07 avril 2009 | PAR Thomas

image-cache-grdpalaisLe Grand Palais expose une grande série d’oeuvres dont la lecture est ambiguë – « images doubles», détails significatifs, et autres petits secrets cachés. S’étendant sur une vaste période, de la Préhistoire à aujourd’hui, le musée invite le spectateur à faire preuve d’observation, de sensibilité, et d’humour dans une exposition où on pourra également apprécier la diversité des oeuvres présentées.

Après un travail de sélection rigoureuse les commissaires ont rassemblé quelques deux cent cinquante peintures, dessins, gravures, sculptures et films présentés chronologiquement.

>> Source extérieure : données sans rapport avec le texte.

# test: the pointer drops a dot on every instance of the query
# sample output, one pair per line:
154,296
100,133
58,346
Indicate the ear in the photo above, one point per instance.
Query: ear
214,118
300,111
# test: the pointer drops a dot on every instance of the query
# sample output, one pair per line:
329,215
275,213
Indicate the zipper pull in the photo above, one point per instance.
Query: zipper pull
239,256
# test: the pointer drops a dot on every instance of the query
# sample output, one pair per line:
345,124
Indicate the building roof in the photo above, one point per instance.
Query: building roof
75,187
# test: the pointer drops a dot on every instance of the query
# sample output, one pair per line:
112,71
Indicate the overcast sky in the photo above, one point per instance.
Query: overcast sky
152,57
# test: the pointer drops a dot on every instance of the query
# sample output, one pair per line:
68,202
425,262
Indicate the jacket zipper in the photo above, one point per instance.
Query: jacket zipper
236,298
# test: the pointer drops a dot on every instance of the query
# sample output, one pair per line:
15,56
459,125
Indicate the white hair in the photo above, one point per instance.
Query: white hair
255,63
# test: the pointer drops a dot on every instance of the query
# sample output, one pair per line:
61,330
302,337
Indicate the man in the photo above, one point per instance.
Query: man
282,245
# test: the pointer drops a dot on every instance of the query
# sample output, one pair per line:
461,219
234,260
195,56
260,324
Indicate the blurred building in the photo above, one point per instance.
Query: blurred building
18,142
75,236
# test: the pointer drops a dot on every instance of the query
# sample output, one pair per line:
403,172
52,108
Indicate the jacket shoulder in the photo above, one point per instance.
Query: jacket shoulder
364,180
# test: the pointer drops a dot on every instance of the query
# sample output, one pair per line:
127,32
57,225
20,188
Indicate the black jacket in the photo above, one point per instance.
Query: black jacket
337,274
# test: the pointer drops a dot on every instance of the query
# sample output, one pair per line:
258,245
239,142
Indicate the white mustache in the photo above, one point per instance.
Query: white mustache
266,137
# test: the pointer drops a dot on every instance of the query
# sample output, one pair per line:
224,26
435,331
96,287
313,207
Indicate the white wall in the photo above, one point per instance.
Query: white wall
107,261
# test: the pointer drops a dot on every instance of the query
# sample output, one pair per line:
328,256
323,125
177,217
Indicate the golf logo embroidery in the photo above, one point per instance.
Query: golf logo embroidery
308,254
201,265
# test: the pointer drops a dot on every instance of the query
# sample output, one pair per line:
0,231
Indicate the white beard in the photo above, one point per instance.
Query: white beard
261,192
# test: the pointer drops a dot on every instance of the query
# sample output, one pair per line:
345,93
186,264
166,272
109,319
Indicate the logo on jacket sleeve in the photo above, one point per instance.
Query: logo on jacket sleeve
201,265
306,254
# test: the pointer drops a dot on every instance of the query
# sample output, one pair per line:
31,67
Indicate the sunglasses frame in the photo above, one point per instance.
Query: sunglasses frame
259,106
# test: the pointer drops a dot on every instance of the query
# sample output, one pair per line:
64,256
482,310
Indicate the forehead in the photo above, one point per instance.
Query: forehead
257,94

Sur toute oeuvre figure une ambiguïté, flagrante ou très discrète. D’autres sont composés d’objets hétérogènes pour former un visage ou encore des lettres, comme les dessins d’Utagawa Kuniyoshi faits de femmes nues qui préfigurent déjà l’une des photographies de Philippe Halsman (In Voluptate Mors, 1951), ou l’alphabet érotico-pornographique de Dali dessiné à la  manière d’une bande dessinée de Fluide Glacial. Citons encore les célèbres portraits d’Arcimboldo composés de fruits, dont un réversible (Tête réversible avec corbeille de fruits, vers 1590). Un escalier en colimaçon nous plonge ensuite dans la musique de Claude Debussy, où l’on découvre notamment les peintures de Dali, Degas, Gauguin, Bonnard, Man Ray, etc. Note spéciale au grand tableau de Tchelitchew qui nous assaille de toute l’ampleur de ses couleurs, et nous immerge dans un univers d’halluciné.

L’ensemble de l’exposition est à prendre avec humour, surtout face à certaines excentricités comme un Phallus ailé et des tableaux présentés en éventail où, selon l’angle de vue du spectateur, le portrait change. On sourit aussi en pensant à Jésus, assez mis à mal lors de cette exposition, où il nous est présenté chaste, la main gauche devant son sexe, index et majeur de la main droite croisés – vous avez dit « un hippie avant sa libération sexuelle » ? (Le Baptême du Christ, fin du XV e siècle). La représentation à trois têtes de la Trinité est également assez cocasse.

Dans le fond, cette exposition est vraiment rigolote, et il semble que l’aborder de cette manière est la meilleure chose à faire, loin des explications un peu rapides et un peu obscures, conceptuelles ou désuètes, qui accompagnent des thèmes un peu flous. Car finalement, tout tourne autour d’un thème central, et malgré l’effort du musée pour essayer d’organiser tout ce qu’il regroupe, l’exposition reste quelque peu fourre-tout. Néanmoins très appréciable !

« Une image peut en cacher une autre », au Grand Palais, du 8 avril au 6 juillet 2009. Métro Champs-Elysées Clémenceau. Tous les jours de 10h à 20h, sauf le mercredi jusqu’à 22h, fermé le mardi et le 1er mai 2009. Tarifs: 11 euros / 8 euros.